Na niet al te lang wachten stopte er een bestelbusje. De vorige rit stond nog in mijn geheugen gegrift. De staat van het voertuig zou in Nederland onmiddellijke sloop betekenen. In mijn hoofd had ik al besloten dat ik auto’s met honden en rokende eigenaren zou mijden. Gammele busjes waren erbij gekomen.
De eigenaar van het busje, dat niet heel stevig oogde, bleek ook nog eens de eigenaar te zijn van een hond. Mijn dag kon niet meer stuk. De man wilde ons gelukkig naar Kortrijk rijden, of in ieder geval naar de stadsgrens. De rit die volgde was er één die in populaire programma’s over misdragende verkeersdeelnemers niet zou misstaan. De man, die geen gordel droeg, omdat die ooit waren verdwenen, getuige de bevestigingspunten, belde, sms’te en slingerde wat af.
Toeterende auto’s haalden ons links en rechts in, wanneer onze chauffeur te langzaam op de snelweg reed.

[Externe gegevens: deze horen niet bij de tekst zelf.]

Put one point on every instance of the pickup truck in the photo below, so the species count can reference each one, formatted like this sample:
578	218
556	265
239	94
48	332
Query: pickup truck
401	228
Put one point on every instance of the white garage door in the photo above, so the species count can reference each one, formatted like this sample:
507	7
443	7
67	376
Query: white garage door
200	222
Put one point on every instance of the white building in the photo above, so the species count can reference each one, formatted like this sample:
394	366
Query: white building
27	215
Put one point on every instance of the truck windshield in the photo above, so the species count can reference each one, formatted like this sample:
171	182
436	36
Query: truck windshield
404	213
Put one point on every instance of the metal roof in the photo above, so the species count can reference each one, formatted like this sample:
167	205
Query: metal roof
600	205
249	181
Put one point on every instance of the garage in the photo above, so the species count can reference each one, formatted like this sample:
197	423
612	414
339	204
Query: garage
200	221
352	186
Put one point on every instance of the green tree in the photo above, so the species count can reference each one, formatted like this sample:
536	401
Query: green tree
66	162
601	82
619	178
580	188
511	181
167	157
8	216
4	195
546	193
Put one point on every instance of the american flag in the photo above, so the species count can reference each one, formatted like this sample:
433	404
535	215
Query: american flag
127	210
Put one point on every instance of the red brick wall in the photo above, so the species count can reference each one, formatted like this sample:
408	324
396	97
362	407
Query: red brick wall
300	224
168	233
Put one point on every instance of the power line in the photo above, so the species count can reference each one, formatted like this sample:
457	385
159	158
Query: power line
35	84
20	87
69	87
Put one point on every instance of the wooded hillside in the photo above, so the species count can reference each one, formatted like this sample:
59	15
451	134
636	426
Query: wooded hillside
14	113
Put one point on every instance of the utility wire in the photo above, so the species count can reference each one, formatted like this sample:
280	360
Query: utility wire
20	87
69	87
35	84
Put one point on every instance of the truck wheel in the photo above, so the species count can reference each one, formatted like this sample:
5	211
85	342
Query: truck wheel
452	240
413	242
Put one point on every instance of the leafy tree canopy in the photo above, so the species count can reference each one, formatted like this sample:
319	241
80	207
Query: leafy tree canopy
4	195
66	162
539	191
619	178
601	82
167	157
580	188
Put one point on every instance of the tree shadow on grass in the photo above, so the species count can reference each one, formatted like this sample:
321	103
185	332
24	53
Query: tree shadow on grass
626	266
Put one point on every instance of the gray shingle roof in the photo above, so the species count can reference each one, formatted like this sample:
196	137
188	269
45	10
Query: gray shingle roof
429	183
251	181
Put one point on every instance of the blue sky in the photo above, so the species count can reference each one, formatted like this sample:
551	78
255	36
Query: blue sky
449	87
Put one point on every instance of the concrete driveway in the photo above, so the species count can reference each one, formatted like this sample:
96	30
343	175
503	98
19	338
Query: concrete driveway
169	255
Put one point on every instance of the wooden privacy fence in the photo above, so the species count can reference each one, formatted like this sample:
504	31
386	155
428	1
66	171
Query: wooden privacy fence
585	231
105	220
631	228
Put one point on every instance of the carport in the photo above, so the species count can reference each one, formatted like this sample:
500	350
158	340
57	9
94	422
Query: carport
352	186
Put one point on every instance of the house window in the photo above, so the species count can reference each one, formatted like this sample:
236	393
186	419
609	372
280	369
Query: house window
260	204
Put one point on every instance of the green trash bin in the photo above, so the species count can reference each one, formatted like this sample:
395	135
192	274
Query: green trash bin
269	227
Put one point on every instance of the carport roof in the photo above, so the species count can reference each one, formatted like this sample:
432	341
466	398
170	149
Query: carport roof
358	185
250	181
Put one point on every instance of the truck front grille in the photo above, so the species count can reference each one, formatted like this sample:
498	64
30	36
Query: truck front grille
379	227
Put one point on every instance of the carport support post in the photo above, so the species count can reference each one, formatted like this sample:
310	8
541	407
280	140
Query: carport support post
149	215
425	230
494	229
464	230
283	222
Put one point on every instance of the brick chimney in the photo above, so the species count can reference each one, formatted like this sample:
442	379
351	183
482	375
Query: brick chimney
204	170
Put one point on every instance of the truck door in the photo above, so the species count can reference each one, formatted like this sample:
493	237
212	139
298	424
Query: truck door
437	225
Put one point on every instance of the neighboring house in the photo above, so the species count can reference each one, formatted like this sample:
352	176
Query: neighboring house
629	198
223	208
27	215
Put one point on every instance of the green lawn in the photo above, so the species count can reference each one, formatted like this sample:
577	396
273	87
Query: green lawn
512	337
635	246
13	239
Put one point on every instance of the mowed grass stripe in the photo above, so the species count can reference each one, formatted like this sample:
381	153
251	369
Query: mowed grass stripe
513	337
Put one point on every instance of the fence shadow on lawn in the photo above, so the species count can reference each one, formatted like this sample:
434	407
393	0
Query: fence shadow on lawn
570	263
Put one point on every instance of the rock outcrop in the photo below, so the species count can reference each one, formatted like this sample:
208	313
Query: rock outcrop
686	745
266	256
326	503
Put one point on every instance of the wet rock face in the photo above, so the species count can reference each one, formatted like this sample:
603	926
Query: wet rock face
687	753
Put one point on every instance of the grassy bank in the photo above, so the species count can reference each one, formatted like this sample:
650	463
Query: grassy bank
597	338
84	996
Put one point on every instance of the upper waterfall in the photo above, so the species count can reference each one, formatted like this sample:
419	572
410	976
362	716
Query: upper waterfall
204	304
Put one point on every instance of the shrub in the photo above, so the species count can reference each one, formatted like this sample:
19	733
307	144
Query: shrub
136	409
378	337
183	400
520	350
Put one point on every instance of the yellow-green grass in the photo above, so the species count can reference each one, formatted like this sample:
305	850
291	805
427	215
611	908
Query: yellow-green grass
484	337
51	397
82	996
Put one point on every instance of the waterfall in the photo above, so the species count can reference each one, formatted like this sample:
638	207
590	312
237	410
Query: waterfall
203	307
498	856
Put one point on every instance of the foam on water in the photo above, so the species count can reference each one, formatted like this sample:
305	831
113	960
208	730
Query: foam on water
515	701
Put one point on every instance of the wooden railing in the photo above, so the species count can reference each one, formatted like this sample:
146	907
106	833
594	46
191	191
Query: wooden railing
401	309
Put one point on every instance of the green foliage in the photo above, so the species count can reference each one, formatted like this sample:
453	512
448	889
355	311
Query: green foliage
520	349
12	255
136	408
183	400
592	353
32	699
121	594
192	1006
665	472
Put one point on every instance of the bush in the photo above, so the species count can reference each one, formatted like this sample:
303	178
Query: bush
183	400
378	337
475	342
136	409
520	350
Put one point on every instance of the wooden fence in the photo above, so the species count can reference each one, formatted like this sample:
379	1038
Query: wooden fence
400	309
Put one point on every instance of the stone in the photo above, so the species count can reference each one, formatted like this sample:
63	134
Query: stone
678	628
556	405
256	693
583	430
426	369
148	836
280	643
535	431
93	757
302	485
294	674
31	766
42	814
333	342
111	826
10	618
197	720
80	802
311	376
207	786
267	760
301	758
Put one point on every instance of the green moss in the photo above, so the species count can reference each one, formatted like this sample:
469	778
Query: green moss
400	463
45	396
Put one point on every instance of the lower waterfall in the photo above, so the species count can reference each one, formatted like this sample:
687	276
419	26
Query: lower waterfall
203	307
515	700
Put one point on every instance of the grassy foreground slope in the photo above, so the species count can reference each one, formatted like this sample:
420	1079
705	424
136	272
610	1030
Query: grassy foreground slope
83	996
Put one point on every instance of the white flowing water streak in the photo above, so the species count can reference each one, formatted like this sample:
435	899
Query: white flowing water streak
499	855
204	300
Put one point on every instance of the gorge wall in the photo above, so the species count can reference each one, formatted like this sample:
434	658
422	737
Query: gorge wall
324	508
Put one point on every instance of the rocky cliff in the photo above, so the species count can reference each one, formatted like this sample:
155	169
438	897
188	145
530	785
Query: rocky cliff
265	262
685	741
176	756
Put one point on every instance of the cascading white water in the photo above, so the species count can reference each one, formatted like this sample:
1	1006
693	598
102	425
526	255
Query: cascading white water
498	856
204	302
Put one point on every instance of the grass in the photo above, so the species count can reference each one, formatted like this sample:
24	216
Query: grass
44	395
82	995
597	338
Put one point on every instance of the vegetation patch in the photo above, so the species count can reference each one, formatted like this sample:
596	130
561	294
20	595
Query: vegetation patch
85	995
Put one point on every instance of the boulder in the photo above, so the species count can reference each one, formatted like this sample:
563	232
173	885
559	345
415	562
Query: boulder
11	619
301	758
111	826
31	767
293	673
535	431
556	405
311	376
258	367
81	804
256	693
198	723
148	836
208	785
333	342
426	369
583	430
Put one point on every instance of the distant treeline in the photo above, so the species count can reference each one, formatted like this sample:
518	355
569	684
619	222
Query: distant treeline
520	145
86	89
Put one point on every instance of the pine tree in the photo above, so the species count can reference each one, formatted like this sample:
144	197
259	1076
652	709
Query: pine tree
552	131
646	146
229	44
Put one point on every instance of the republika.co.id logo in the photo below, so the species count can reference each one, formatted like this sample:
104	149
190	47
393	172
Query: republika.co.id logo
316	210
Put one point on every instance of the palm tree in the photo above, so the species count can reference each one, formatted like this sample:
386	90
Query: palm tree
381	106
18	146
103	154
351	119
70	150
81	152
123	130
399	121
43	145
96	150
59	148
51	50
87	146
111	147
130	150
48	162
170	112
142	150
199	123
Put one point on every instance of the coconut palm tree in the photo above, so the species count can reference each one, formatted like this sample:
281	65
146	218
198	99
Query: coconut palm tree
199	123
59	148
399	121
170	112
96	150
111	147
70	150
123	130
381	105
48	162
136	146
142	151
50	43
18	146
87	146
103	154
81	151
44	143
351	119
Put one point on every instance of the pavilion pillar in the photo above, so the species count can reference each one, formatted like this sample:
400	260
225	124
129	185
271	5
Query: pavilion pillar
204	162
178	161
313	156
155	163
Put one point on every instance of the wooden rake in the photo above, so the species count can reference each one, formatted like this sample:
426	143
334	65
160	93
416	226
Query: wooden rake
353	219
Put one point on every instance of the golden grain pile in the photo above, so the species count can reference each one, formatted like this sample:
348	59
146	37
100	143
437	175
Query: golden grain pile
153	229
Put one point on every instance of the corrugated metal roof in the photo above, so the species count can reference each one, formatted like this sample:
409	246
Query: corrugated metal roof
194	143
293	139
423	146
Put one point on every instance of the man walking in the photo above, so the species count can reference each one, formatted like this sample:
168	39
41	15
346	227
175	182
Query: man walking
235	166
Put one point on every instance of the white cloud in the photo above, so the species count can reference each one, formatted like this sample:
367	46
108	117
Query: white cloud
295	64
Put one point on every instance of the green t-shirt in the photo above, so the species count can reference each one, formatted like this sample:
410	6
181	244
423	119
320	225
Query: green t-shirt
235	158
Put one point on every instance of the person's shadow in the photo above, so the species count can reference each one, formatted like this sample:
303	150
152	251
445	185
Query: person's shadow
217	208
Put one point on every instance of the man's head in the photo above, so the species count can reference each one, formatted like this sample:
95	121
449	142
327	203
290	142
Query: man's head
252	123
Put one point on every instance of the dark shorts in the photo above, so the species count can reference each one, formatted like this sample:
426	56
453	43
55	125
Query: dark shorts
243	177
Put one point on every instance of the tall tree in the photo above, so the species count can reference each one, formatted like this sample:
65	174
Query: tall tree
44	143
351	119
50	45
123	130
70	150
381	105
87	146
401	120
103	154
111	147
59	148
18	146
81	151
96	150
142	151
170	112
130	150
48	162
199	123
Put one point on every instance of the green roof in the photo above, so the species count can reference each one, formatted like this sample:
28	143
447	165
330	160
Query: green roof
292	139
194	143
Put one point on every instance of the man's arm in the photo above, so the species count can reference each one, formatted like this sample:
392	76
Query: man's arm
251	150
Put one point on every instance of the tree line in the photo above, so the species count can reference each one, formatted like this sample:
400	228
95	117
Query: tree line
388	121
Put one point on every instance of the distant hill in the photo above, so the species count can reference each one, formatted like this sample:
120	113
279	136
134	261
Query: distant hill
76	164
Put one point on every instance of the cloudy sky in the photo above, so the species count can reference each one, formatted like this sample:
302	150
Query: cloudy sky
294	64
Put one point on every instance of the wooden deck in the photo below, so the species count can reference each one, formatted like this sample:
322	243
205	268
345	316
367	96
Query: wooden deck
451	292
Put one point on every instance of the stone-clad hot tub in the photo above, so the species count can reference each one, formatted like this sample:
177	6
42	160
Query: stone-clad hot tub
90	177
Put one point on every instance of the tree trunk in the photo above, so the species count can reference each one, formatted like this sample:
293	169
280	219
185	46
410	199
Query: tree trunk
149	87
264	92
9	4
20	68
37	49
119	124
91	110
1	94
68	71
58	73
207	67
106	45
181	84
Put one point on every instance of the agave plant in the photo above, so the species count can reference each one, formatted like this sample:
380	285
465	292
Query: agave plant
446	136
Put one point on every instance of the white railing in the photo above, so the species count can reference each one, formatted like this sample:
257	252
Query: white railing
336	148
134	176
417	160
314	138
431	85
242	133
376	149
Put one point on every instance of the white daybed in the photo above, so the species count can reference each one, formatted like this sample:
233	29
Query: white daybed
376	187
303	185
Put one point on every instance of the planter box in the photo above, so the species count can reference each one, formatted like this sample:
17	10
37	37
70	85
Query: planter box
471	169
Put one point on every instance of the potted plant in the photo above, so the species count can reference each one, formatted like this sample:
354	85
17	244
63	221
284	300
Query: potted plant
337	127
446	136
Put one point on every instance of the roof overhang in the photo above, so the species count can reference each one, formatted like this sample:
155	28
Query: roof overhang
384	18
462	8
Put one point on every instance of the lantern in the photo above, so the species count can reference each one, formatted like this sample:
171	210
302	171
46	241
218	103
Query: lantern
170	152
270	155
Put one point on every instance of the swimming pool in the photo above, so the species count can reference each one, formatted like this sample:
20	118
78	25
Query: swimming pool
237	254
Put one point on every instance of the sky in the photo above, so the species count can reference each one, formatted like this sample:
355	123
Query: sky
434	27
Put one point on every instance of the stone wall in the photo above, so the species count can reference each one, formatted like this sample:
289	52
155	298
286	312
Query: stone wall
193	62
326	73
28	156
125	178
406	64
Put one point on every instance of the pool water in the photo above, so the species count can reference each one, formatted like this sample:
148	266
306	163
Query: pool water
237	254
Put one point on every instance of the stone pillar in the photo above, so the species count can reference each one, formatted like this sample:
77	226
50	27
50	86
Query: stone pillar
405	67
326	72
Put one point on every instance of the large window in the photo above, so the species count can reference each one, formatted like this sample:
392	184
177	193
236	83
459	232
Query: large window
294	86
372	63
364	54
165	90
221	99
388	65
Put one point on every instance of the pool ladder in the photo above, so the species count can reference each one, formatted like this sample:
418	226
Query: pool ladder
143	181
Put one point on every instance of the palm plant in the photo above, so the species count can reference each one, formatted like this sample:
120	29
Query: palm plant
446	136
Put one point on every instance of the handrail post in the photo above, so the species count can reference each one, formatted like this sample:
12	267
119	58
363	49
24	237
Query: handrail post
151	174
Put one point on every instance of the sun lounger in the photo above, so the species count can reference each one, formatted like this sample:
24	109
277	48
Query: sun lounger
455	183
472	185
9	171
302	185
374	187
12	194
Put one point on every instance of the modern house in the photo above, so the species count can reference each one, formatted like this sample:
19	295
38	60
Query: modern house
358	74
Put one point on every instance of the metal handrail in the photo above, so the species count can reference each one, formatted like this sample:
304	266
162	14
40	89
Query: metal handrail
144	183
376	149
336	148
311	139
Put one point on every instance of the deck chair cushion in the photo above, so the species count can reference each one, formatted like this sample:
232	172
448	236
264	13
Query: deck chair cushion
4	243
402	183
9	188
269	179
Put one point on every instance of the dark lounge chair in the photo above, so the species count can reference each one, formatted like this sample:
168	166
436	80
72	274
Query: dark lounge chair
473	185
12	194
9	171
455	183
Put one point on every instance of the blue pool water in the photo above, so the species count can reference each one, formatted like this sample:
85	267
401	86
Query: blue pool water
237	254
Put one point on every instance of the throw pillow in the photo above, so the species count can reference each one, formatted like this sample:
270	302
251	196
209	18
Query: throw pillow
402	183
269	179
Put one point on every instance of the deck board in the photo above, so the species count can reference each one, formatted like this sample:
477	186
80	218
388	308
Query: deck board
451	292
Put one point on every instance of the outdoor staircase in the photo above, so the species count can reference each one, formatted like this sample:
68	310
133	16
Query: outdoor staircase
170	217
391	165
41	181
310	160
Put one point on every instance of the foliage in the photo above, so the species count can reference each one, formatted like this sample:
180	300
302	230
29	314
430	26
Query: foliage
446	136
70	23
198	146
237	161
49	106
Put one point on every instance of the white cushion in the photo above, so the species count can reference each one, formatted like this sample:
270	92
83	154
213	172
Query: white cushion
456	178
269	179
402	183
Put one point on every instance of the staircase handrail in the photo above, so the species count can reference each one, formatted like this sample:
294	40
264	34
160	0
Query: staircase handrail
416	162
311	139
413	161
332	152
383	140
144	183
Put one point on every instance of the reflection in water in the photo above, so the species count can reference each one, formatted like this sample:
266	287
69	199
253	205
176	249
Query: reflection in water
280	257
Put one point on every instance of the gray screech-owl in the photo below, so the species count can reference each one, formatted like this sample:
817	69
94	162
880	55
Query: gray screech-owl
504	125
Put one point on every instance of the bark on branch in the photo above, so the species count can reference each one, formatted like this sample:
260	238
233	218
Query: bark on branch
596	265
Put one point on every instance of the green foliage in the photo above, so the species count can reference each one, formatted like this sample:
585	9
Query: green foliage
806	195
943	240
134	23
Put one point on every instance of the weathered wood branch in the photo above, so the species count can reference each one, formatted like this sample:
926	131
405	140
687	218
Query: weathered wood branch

De wagen slingerde van vangrail naar vluchtstrook, daarbij alle verkeersdeelnemers ontwijkend. Vlak voor een afslag bij Kortrijk werden we vrijgelaten, en waren we hem zeer dankbaar voor de lift, en onze beschermengel voor het veilige aankomen.
Volgens de man zou Kortrijk nog 3 kilometer lopen zijn. Slechts een half uurtje, omgerekend. Dat we uiteindelijk wel moesten lopen, bleek wel toen elke naar de stad rijdende automobilist ons kundig negeerde. Na een paar minuten vluchtstrooklopen belandden we bij een lelijk kunstwerk, ook wel de mega-stemvork genoemd. We hadden Kortrijk gehaald, zonder ontvoerd, beroofd of mishandeld te worden.